/AMARAH DAN PERPECAHAN/

8 2 0
                                    

Aku menatap dress yang diberikan Bu Dyah di malam sebelum perlombaan. Lantas bangkit ke depan lemari pakaian untuk mencari baju dalam guna menutupi bagian tubuhku yang terlihat akibat potongan pendek lengan dress.

Bu Dyah memang sudah menanyakan apakah di luar sekolah aku mengenakan jilbab atau tidak, dan saat itu— di tengah himpitan deadline dan ulangan semester, hingga tidak memikirkan keputusan memakai jilbab— aku menjawab tidak. Namun dua hari lalu aku sudah mulai membuat satu keputusan besar dalam hidupku; aku tidak ingin merubah gaya rambut lagi— hanya akan memotong sendiri tiap beberapa bulan sekali— dan menutupinya dengan kain hijab. Jadi aku tidak mungkin tampil di depan umum tanpa menggunakan jilbab; tidak setelah Lian menyaksikanku memakainya.

Aku menarik kaos hitam lengan panjang dengan gambar tanda seru di bagian belakang, lantas mengenakan kaos tersebut untuk nantinya ditimpa dengan dress batik yang dibuatkan Bu Dyah untukku.

"Mi, aku besok tampil lomba begini gak apa-apa, kan, ya?" tanyaku ketika Mami sedang mengecek ketersediaan makan burung jenis love bird peliharaannya.

"Yakin? Tapi aneh gitu. Mau make jilbab ya? Tapi ntar gak kelihatan loh hiasan batiknya." ucap Mami selagi meneliti detail dress yang hanya sepanjang betis sembari merapikan kerah motif batik yang belum rapi.

"Jadi?
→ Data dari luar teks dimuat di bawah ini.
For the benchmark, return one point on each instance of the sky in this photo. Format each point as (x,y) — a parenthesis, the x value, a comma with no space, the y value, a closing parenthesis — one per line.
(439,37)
Gak usah pake nih?"

"Ya terserah. Tapi bagusan enggak. Potongan dress nya juga nanggung."

Aku menatap Mami terus menerus tanpa sekalipun melepaskannya ketika ia harus berjalan menuju ruang tamu; aku ingin mendengarnya mengatakan bahwa aku harus memakai jilbab, atau paling tidak membantuku meminjam baju dalaman dengan kain tipis nan elastis kepunyaan salah satu sepupuku yang memang mengenakan hijab dalam kesehariannya. Namun, daripada mengatakan sesuatu yang ku dambakan, Mami justru mengeluarkan "Di kepang aja rambutnya besok. Biar Mami yang kepangin."

---

Bu Dyah duduk di sampingku sejak pembukaan lomba hingga nomor urut 3— yang saat ini berada di atas panggung— membuka presentasinya dengan cerita singkat perihal ibu-ibu yang boros air.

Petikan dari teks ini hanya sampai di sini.